Like so many other proud American foodies, I look forward to the last Thursday of November. It’s the day to gorge on unbelievable quantities of carbs and collapse from the sheer weight of ingested food and drink. It’s also a day of futility — ’tis impossible to resist another slice of succulent turkey, pumpkin pie or heaping mound of Dad’s spicy BBQ pork. Perhaps pathetic, but everyone else is doing it. And a great bottle of wine helps to wash down the potatoes and wash away the guilt.
But with myriad choices, what to choose?
A few thoughts on Thanksgiving wines choices: 1) Drink what you like, no matter what food is in front of you; 2) If red wine isn’t your bag, screw it, drink white with everything — this holiday is about feeling good, right? Besides, a buttery but not too oaky chardonnay from California is fabulous with Thanksgiving vittles; 3) If you shun white wine (which is, frankly, the best pairing), choose lighter red wines, like pinot noir, French Beaujolais (or Nouveau!), malbec or a fruity Australian shiraz. Unless you’re eating beef rib roast, heavier wines like cabernet sauvignon or California syrah tend to overwhelm the food, but that could be an advantage in some households. Your call.

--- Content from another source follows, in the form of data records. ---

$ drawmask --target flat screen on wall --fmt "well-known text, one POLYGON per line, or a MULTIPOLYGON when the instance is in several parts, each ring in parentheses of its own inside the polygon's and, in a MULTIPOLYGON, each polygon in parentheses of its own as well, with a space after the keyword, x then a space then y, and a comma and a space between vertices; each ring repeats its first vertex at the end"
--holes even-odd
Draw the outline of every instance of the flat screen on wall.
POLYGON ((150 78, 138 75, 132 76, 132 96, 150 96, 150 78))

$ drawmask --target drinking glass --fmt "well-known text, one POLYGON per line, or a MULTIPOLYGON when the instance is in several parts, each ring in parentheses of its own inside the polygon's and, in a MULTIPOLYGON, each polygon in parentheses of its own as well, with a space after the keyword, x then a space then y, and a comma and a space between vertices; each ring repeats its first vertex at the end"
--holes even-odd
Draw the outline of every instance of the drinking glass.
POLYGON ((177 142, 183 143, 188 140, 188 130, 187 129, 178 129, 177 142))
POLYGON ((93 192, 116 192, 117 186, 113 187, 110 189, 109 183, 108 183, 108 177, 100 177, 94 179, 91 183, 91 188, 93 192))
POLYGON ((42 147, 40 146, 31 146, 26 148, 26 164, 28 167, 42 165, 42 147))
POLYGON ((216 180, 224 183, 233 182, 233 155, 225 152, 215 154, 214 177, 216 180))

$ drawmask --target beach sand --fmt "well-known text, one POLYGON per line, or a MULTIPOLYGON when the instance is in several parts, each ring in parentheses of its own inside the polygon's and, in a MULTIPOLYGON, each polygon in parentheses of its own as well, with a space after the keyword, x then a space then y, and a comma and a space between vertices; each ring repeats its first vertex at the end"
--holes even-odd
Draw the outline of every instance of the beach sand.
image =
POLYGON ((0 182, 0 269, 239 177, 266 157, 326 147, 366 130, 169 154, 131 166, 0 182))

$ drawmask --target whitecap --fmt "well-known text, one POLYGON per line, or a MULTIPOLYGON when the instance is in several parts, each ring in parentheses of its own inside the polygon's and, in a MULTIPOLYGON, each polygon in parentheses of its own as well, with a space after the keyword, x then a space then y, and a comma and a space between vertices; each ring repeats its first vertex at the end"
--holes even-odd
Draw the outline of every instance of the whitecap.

There are two rules of thumb on food and wine pairing, should you choose to stress about it: matching or contrasting flavors. Complementary pairing mirrors the wine and food, like creamy, buttery chardonnay with roasted turkey in a buttery sauce. Opposing teams would be the roasted bird with a dry, fruit-forward riesling or salty ham with a sweet riesling. Both strategies are delicious and allow you to choose your favorite weapon.
So basically, Thanksgiving presents an excuse to break open three or four different bottles of juice, compounding pleasure during an already decadent meal. And after the decadence, you’ll find my fat butt on the couch, praying that the food will digest quickly … so I can have another slice of pie and dessert wine.
Calina 2008 Chardonnay Reserva Casablanca (Chile) Did you know 95 percent of Chilean wine is exported to places like the U.S. and the U.K.? Sucks to be Chilean because this smacks of quality California chardonnay, but half the price. Smooth and juicy with creamy, buttery peaches, melon and vanilla. Sw=2. $8. 4.5 stars.
Talbott 2007 Logan Chardonnay Monterey (California) Family-owned Talbott Vineyards has been growing superior chardonnay and pinot noir grapes for 25 years. Thankfully, each year they select a small amount and craft some really great wines. Like this one. Luscious buttery goodness like perfect popcorn. Creamy vanilla, peaches, almonds and a toasty finish. All this and a dose of citrus acidity. Quite fabulous. Sw=2. $24. 4 stars.
Domaine Ste. Michelle Brut (Washington) For something a little more celebratory without paralyzing your wallet, try the sparkling wine from the Chateau Ste. Michelle folks. Refreshingly dry with succulent pear, lemon and a fresh-baked bread finish. Sw=1. $12. 3.5 stars.
MezzaCorona Pinot Noir Trentino (Italy) Pinot noir isn’t particularly the expertise of the Italians, but this inexpensive pinot doesn’t suck. The grapes are sourced from the cooler, mountainous climes of northeastern Italy, an environment pinot loves. This wine isn’t magical, but great for the price, and everything a pinot noir should be. Lighthearted with berry fruit and fresh with a delicious, earthy finish. Sw=1. $10. 3 stars.
Charles Smith 2007 Boom Boom Syrah Columbia Valley Charles Smith (a real person’s name) was named Winemaker of the Year by Food and Wine Magazine and he’s a serious contender for the wackiest too. But his wines are serious. This syrah is ripe without being sweet, with raspberry, tobacco, white pepper, and fragrant vanilla. It’s austere with strong tannins and definitely a food wine. A roast beef would meet its match in this wine. Sw=1. $20. 4 stars.
Sweetness (Sw) rating: 1-10. Star rating: 1-5.